The stark reality of the Cold War was brought home for us on our visit to OP Alpha, a critical buffer between east and west for over forty years. This remote outpost was strategically located in what is referred to as the Fulda Gap. It was here, along the border that divided East and West Germany, that was deemed the most probable axis of Soviet attack. The Gap refers to a corridor of lowlands which is suitable for operations by large-scaled armored forces. This would give the Eastern block ready access to Germany's heartland and Frankfurt, the financial center of Europe. From the vantage point of the lookout tower, we could see across to similarly positioned East German lookout. This site is now a museum due to the efforts of citizens and supportive historical groups. The museum recounts and memorializes this important period in world history. I have included one commanding officers journal entries as a reminder of the events and precipitous relations between east and west. Across the former line is another museum depicting the Cold War period from the Soviet perspective.

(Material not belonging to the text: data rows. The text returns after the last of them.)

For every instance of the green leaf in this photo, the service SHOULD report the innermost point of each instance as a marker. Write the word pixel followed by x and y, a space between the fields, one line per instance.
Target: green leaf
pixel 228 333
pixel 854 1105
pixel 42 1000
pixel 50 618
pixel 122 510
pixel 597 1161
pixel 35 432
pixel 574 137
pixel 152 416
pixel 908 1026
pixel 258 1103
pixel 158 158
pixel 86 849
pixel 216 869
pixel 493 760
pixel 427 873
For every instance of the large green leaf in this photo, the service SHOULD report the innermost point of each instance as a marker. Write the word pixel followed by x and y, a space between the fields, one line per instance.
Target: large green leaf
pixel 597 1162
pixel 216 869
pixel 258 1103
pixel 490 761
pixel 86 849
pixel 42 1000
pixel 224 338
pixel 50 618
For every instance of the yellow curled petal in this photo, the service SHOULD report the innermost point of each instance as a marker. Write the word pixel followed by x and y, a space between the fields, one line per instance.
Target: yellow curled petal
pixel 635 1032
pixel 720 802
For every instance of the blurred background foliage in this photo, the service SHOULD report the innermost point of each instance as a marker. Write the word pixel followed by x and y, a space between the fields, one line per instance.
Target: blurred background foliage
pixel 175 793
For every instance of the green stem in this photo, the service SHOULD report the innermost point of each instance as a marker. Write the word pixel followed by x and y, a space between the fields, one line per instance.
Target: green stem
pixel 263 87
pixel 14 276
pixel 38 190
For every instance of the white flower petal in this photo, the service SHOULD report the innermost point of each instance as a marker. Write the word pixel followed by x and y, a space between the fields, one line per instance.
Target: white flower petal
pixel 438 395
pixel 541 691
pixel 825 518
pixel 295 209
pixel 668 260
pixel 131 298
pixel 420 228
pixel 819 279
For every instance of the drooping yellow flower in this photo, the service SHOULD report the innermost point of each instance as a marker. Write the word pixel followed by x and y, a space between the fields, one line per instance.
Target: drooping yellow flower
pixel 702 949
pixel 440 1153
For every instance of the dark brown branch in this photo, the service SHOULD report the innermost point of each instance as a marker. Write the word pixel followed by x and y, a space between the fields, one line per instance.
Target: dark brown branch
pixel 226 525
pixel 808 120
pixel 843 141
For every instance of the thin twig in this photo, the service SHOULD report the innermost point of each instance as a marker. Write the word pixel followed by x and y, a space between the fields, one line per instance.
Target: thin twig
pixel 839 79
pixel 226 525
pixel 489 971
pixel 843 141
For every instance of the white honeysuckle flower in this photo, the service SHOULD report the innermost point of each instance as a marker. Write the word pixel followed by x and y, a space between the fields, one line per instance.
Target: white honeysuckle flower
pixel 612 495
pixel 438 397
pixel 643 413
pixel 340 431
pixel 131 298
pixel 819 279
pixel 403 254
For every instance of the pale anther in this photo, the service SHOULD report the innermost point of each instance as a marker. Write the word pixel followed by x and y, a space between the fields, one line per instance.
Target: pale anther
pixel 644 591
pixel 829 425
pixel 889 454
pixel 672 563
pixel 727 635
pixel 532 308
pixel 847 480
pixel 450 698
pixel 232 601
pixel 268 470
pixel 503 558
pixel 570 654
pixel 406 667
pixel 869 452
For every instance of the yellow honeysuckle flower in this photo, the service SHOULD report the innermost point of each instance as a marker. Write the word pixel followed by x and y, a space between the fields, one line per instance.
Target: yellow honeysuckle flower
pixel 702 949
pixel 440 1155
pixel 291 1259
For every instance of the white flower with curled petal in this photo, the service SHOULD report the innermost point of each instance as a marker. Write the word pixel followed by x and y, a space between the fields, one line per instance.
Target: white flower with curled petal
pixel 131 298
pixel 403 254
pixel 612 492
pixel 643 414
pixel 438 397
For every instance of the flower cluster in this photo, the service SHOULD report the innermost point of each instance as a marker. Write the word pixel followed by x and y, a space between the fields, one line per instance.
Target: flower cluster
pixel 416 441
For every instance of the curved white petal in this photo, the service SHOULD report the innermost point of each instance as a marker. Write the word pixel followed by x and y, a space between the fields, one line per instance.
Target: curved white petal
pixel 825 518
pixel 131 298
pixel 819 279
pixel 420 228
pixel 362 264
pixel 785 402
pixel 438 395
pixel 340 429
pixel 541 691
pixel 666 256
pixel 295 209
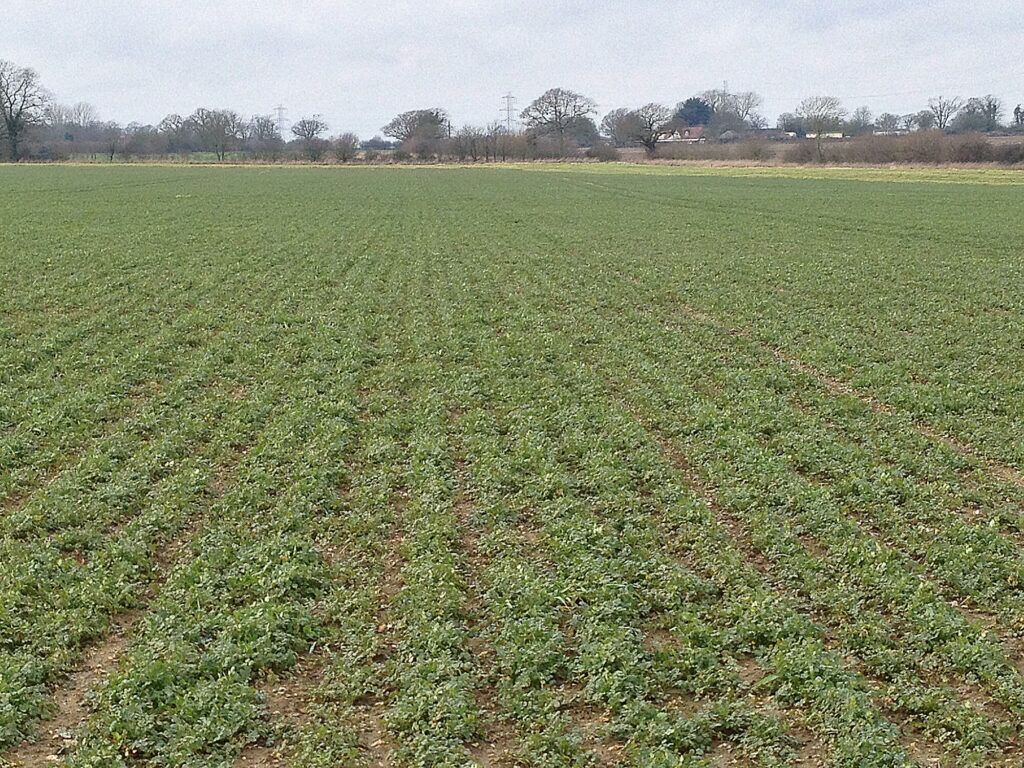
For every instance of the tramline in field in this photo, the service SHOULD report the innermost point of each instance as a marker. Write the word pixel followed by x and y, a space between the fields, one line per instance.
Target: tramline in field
pixel 545 466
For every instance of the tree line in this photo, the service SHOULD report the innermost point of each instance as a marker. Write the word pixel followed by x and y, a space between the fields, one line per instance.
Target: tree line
pixel 558 123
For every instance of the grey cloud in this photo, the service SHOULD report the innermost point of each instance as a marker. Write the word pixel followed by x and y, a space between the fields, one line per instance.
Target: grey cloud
pixel 358 64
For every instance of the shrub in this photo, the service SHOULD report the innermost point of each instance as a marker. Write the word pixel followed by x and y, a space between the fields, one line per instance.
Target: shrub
pixel 603 152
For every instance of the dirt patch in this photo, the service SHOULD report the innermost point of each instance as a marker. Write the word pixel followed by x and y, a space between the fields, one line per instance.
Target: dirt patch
pixel 56 734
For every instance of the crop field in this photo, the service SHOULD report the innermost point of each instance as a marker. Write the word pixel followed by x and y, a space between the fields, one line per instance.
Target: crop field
pixel 522 466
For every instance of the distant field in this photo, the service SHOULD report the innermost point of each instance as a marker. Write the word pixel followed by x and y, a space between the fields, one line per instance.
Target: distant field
pixel 543 466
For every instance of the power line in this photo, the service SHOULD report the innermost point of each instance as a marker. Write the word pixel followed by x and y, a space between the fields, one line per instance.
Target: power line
pixel 509 111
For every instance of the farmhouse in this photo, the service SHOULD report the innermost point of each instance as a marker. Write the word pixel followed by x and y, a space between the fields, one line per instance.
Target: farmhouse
pixel 691 134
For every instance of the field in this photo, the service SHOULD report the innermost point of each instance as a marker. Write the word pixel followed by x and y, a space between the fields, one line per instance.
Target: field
pixel 549 466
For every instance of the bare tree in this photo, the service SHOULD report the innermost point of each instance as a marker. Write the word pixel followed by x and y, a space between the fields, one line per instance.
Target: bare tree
pixel 309 132
pixel 745 104
pixel 653 122
pixel 990 108
pixel 889 123
pixel 113 137
pixel 861 121
pixel 944 110
pixel 217 130
pixel 556 112
pixel 83 114
pixel 309 128
pixel 925 120
pixel 346 146
pixel 620 126
pixel 426 124
pixel 821 115
pixel 262 136
pixel 177 132
pixel 22 102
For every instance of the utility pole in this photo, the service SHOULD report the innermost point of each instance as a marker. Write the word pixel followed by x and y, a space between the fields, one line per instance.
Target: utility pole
pixel 509 111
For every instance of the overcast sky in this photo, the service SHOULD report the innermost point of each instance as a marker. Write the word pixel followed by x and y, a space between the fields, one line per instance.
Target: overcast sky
pixel 358 64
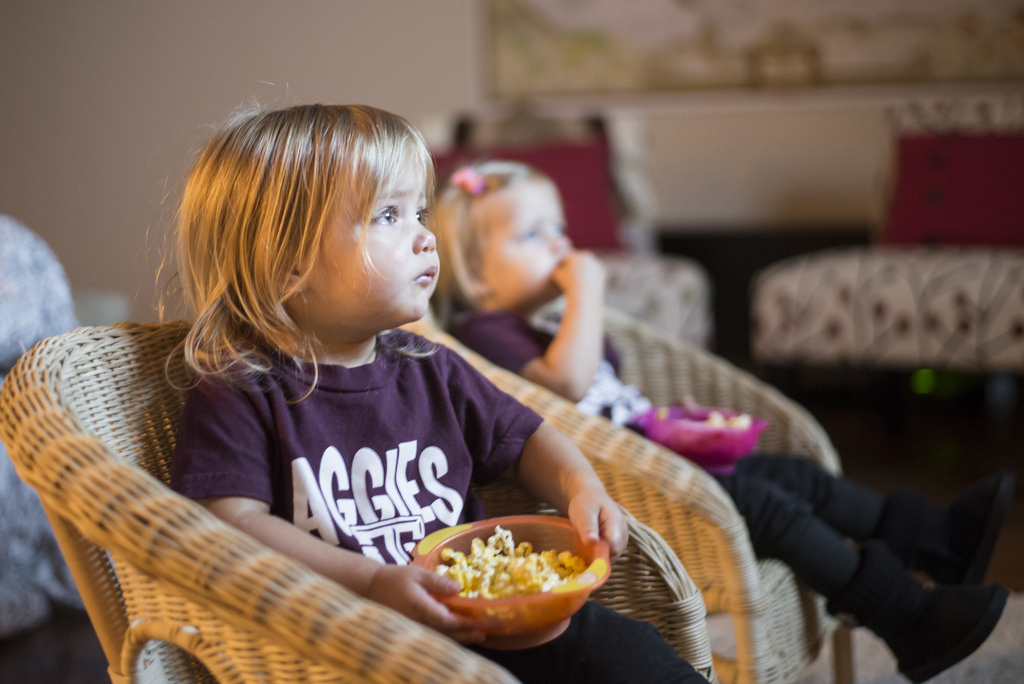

We visited Fulda which offered more than just a military base of Allied operations. Rich in history, founded in 742 under the benevolent tutilage of Boniface who later became the patron saint of Germany. He was largely responsible for Christianizing north and east of the old Roman Empire borders. The legend of the felling of Thor's Oak marks transition from paganism to Christianity. The city has acquired status as a "Baroque City". The statue on the right being a good example of Baroque sculpture. Throughout most of the eighteenth century the city corps went through extensive renovations including the cathedral which was entirely redone in baroque style on the interior. It is odd to see a Romanesque church on the outside and the interior representative of 600 years later. The work is never the less magnificent and gives a good picture of that flamboyant period.
We stopped for lunch at a self-serve bakery and while preparing to eat, I turned around and there at the door was an elephant, his trunk obviously enjoying the aroma coming from the facility.
I could have reached over and touched it. He stayed there for
10 or 15 seconds and slowly continued on along the car free
section of the city core. He was not tied in any way. Someone
was taking him on a leisurely walk to go shopping. Quite odd!
We decided to take in one more museum of the local palace. Here, like many other places, the the clergy held dual role as both ecclesiastical and political authority so they live in palatial residences and enjoyed all the privileges attached to nobility until Napoleon came along and stopped the practice. Although it is a feast for the eyes to see the pomp and splendor of these residences, it still leaves a bitter reminder of the disparity that existed between the ruling classes and the local peasantry.
On the streets, one of the first signs of the summer season is the town squares crowded with people with various forms of entertainment heralding the crowds of tourists and shoppers alike. This will be a welcome addition to the regular sights and sounds of Germany.